On ne peut pas désirer la même personne toute sa vie !
Quand la sexualité humaine s’est démarquée de l’acte de pénétration à but de reproduction, un espace s’est ouvert pour la rencontre intime et le plaisir érotique. Elle est alors devenue un lieu d’expression et d’aventure à part entière, où chacun peut explorer sa créativité, son excitation, sa jouissance.

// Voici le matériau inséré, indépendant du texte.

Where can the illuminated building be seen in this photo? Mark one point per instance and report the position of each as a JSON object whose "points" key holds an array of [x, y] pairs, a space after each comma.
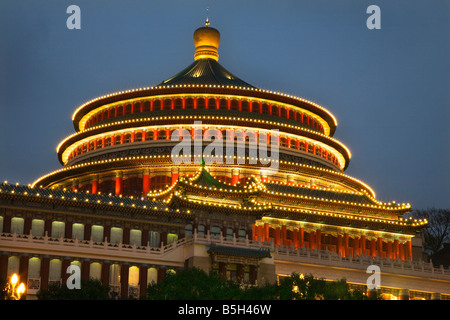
{"points": [[122, 210]]}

Par voie de conséquence, la relation de couple, et y mesurer ses aptitudes sensitives et émotionnelles individuelles d’homme ou de femme. Par voie de conséquence la relation de couple, qui hier été le lieu -privilégier ou obligé- où vivre sa sexualité, semble aujourd’hui poser des limites à cette nouvelle liberté individuelle. La richesse de nos vies sociales et professionnelles ouvre notre regard sur les autres, et sur de nombreuses opportunités auxquelles il nous faudrait renoncer pour le bien du couple. L’idéal d’hier -l’âme sœur- s’en trouve déstabilisé, et ce d’autant plus fortement que notre état de vieillesse physique a plus que considérablement reculé. Le temps de la vitalité étant ainsi étiré, se pose régulièrement la question du renouvellement du désir : comment le garder vif et faire perdurer la qualité du lien érotique quand de nouvelles rencontres nous font aisément surfer dans une dynamique de conquête ?
Considérer que l'on ne peut pas désirer la même personne toute sa vie, c’est n’envisager que sa propre évolution et son ambition personnelle, et réduire celui ou celle qui était son objet d’amour à l’état d’objet justement, que le temps rendrait obsolète. Cette idée reçue mettrait-elle en lumière notre difficulté à accueillir l’autre dans ce qui, chez lui ou elle, échappe à notre compréhension et notre contrôle ? Ainsi persuadés de le ou la connaître par cœur, ne signerions-nous pas, plus que ne le fait le temps lui-même, l’arrêt de mort de notre désir pour l’autre ?
Cette idée reçue semble aussi illustrer à merveille notre grande difficulté à faire avec la frustration provoquée par le renoncement à d’autres possibles érotiques. Une frustration pourtant inévitable, qui participe de notre condition humaine, n’en déplaise à notre société moderne, qui voudrait nous laisser penser qu’un défaut de consommation, quel qu’il soit, relève d’un mal-être, d’un manque d’ambition ou de curiosité. Cette frustration pourtant, à défaut d’être légère et réjouissante, est salvatrice : Elle nous permet d’être l’acteur de la réponse à nos pulsions et de ne pas être soumis au fantasme qu’elles seraient tyranniques et à assouvir de toute urgence pour s’en libérer !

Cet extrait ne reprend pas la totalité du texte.